Ordinanza di Cassazione Civile Sez. 5 Num. 7157 Anno 2025
Civile Ord. Sez. 5 Num. 7157 Anno 2025
Presidente: COGNOME
Relatore: COGNOME
Data pubblicazione: 17/03/2025
ORDINANZA
sul ricorso iscritto al n. 12681/2016 R.G. proposto da :
RAGIONE_SOCIALE in persona del legale rappresentante pro tempore , rappresentata e difesa dall’avv. NOME COGNOME con domicilio presso il proprio indirizzo PEC;
-ricorrente-
contro
RAGIONE_SOCIALE, in persona del Direttore pro tempore , rappresentata e difesa ex lege dall’Avvocatura Generale dello Stato, presso i cui Uffici è elettivamente domiciliata in Roma, INDIRIZZO
-controricorrente-
per la cassazione della sentenza della Commissione tributaria regionale della Campania, sezione staccata di Salerno, n. 9191/2015, depositata il 22 ottobre 2015.
Udita la relazione svolta nella camera di consiglio del 17 gennaio 2025 dal Consigliere NOME COGNOME
FATTI DI CAUSA
-La Giulia RAGIONE_SOCIALE impugnava l’avviso di accertamento n. TFK030052263/2012 per l’anno 2010 con il quale l’Agenzia delle entrate, Direzione provinciale di Avellino, aveva accertato maggiori imposte IRES, IRAP, IVA e altro, computate sul reddito imponibile minimo di cui all’art. 30 l. n. 724/94 per euro 1.094,40 e che la società NOME doveva restituire il credito IVA maturato in suo favore per euro 302.340,00 a cagione e per effetto della non operatività della società nei tre anni precedenti 2008, 2009 e 2010.
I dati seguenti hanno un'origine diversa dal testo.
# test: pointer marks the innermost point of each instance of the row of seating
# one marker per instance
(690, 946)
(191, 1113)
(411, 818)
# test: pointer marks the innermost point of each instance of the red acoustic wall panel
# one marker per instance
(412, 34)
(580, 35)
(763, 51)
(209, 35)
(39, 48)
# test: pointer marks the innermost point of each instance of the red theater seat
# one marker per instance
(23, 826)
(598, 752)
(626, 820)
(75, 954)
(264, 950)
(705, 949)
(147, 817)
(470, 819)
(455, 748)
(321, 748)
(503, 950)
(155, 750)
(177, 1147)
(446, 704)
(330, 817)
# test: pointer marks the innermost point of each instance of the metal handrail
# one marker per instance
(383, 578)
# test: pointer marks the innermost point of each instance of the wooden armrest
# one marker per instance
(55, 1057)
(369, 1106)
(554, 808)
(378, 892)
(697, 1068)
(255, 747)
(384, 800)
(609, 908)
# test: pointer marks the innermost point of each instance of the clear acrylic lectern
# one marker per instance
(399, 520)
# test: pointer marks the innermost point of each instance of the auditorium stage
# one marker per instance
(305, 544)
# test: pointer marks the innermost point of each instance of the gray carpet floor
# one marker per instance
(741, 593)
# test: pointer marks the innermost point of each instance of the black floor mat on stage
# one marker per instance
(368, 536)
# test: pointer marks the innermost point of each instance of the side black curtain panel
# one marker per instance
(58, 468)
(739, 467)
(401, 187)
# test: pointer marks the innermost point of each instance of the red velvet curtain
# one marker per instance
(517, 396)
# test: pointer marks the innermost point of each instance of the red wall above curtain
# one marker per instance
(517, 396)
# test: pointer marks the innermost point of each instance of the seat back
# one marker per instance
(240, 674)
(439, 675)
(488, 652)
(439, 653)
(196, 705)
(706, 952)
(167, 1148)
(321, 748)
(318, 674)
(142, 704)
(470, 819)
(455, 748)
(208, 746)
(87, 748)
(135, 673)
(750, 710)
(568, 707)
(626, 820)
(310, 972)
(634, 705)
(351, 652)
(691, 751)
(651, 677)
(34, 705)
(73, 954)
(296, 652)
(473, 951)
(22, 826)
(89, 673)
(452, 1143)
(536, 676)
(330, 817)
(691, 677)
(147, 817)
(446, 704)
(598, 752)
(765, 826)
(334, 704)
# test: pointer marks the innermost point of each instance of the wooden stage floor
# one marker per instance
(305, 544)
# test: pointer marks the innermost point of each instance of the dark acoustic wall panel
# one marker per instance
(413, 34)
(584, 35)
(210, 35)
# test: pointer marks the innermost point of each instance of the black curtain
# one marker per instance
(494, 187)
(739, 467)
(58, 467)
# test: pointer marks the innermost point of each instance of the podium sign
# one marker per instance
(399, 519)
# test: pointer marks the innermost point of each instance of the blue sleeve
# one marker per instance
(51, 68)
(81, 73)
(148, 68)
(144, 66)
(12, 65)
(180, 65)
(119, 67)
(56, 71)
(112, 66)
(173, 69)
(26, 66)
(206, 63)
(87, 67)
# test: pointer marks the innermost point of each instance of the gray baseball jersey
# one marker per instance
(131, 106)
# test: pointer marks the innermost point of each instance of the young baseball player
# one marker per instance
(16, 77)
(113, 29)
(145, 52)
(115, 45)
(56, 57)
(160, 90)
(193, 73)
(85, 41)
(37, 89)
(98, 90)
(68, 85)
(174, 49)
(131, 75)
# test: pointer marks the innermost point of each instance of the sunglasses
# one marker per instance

L’Agenzia delle entrate si costituiva nel giudizio di primo grado, chiedendo il rigetto del ricorso.
La Commissione tributaria provinciale di Avellino rigettava il ricorso, compensando le spese del giudizio.
-Avverso tale sentenza, proponeva appello l’odierna ricorrente.
Si costituiva in giudizio l’Agenzia delle entrate.
La Commissione tributaria regionale della Campania, Sezione distaccata di Salerno, ha rigettato l’appello, con condanna alle spese della società.
–RAGIONE_SOCIALE ha proposto ricorso per cassazione affidato a due motivi.
L’Agenzia delle entrate si è costituita con controricorso.
-Il ricorso è stato avviato alla trattazione camerale ai sensi dell’art. 380 -bis .1 cod. proc. civ.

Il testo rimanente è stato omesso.